Other services the store offers include free alterations, special events and gifts with purchases.

Like most specialty stores, The Lingerie Shoppe, near Birmingham, Ala., offers novelty products and personal attention, but owner Brenda Meadows also carries some key lines that are in department stores to save customers a mall trip. It's a way of keeping them in her store, she said.

The small selection of traditional department store lines — bras by Olga and Bali, as well as Hanes hosiery — is part of the convenience The Lingerie Shoppe offers customers.

Located in Mountain Brook Village, a main street retail setting in affluent Mountain Brook, a Birmingham suburb, The Lingerie Shoppe's park-at-the-door experience evokes the carriage trade clientele cultivated by the store's founders in 1946. Store windows change weekly and reflect seasonal themes, such as Christmas mannequins dressed as angels in lingerie and elaborate gold wings.
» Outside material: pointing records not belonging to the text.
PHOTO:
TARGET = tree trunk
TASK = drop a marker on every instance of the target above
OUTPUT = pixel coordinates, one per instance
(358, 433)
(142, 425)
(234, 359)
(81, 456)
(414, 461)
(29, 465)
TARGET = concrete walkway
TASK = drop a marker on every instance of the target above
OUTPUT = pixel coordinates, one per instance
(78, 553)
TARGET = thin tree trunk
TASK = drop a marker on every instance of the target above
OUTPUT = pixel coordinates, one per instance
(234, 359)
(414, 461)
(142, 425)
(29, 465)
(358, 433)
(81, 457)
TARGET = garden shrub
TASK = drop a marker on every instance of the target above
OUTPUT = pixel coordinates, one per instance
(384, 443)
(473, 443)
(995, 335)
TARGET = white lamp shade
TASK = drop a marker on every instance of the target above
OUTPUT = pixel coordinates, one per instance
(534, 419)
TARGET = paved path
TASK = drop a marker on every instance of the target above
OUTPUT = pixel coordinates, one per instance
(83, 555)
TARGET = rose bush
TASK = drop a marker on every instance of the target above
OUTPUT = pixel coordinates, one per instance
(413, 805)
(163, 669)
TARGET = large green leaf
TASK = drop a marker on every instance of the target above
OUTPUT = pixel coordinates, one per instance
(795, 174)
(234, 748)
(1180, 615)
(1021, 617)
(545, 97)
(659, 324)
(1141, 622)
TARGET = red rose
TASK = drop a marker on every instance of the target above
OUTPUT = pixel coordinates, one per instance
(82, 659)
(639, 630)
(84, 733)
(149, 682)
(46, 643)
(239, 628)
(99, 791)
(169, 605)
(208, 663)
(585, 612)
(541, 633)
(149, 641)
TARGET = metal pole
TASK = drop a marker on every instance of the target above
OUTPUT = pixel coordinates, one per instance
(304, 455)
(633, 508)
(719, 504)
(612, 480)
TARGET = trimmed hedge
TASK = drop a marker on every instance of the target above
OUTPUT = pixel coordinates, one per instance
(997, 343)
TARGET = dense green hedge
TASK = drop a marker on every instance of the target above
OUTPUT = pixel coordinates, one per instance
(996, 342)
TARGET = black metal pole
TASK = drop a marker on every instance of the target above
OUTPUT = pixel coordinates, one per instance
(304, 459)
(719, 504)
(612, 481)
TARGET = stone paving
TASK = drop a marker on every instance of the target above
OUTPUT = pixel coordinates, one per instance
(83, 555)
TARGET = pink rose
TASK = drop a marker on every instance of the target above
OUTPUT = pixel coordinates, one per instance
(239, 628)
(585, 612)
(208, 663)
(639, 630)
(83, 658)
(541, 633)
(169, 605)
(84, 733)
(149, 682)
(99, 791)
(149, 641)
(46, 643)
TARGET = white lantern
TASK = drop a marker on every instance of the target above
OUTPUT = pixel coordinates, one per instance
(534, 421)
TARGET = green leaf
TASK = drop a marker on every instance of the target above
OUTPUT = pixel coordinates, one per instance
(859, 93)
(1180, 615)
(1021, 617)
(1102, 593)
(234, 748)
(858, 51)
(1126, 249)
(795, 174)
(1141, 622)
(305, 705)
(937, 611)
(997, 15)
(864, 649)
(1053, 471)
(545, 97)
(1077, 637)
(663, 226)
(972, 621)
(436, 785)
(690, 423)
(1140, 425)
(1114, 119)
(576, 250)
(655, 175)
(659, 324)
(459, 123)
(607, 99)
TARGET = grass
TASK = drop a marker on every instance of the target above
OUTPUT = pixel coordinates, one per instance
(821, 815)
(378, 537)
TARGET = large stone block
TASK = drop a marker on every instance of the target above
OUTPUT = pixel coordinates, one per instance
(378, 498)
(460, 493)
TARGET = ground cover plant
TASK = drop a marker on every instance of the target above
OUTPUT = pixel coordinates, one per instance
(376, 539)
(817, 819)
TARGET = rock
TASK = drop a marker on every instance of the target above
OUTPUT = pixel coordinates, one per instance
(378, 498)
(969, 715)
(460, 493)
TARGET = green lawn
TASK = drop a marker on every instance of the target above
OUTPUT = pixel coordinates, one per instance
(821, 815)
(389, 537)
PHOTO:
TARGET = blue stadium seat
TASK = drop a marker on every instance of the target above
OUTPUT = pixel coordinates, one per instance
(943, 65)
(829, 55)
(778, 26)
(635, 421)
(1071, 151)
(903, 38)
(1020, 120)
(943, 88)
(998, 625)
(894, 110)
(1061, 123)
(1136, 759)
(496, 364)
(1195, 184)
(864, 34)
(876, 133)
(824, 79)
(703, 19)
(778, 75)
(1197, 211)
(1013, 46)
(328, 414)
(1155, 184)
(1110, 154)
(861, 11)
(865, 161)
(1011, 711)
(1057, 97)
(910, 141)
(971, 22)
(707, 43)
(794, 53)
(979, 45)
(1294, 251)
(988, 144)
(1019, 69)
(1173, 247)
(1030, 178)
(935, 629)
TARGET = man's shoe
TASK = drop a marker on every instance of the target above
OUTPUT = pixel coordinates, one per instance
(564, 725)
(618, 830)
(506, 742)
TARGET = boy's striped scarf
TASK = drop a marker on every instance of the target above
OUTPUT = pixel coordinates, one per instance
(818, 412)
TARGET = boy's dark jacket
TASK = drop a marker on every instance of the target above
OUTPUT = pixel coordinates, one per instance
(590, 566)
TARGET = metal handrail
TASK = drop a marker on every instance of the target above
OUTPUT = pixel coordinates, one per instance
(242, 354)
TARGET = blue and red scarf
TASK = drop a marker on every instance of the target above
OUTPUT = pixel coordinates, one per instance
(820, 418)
Brides shop for their trousseaux, choosing from Oscar de la Renta Pink Label nightgowns, at $125, to Jonquil peignoir sets, at $500 and up. They also buy monogrammed keepsake handkerchiefs. Customers still can find petticoats, slips and foundations at the store, along with sleepwear from small lines such as Hannah Jammas' mother-daughter pajamas, a bestseller for Mother's Day.Bras are the biggest category and fitting is the store's most painstaking and focused service. Meadows often spends two hours and brings out 30 bras for hard-to-fit customers. With lines such as Chantelle, Wacoal, Anita, Fantasie and Prima Donna, she alters bras and offers special orders if in-stock product doesn't work. Sizes start at 32AA and go up to 42G.

The 1,600-square-foot store had sales last year of about $650,000.

At Rebecka Vaughan Lingerie in Nashville, little is beyond the call of duty.

If an octogenarian calls the 28-year-old family business in a panic because she can't get into her girdle, the owners will make a "girdle lesson'' house call. If a prom queen can't find the right bra for her backless, midriff-less dress, the owners will buy surgical tape and do the pre-prom preparation in the store.

From regular customers tired of shopping malls to those with special needs such as post-liposuction and breast augmentation, they service all manner of customer needs.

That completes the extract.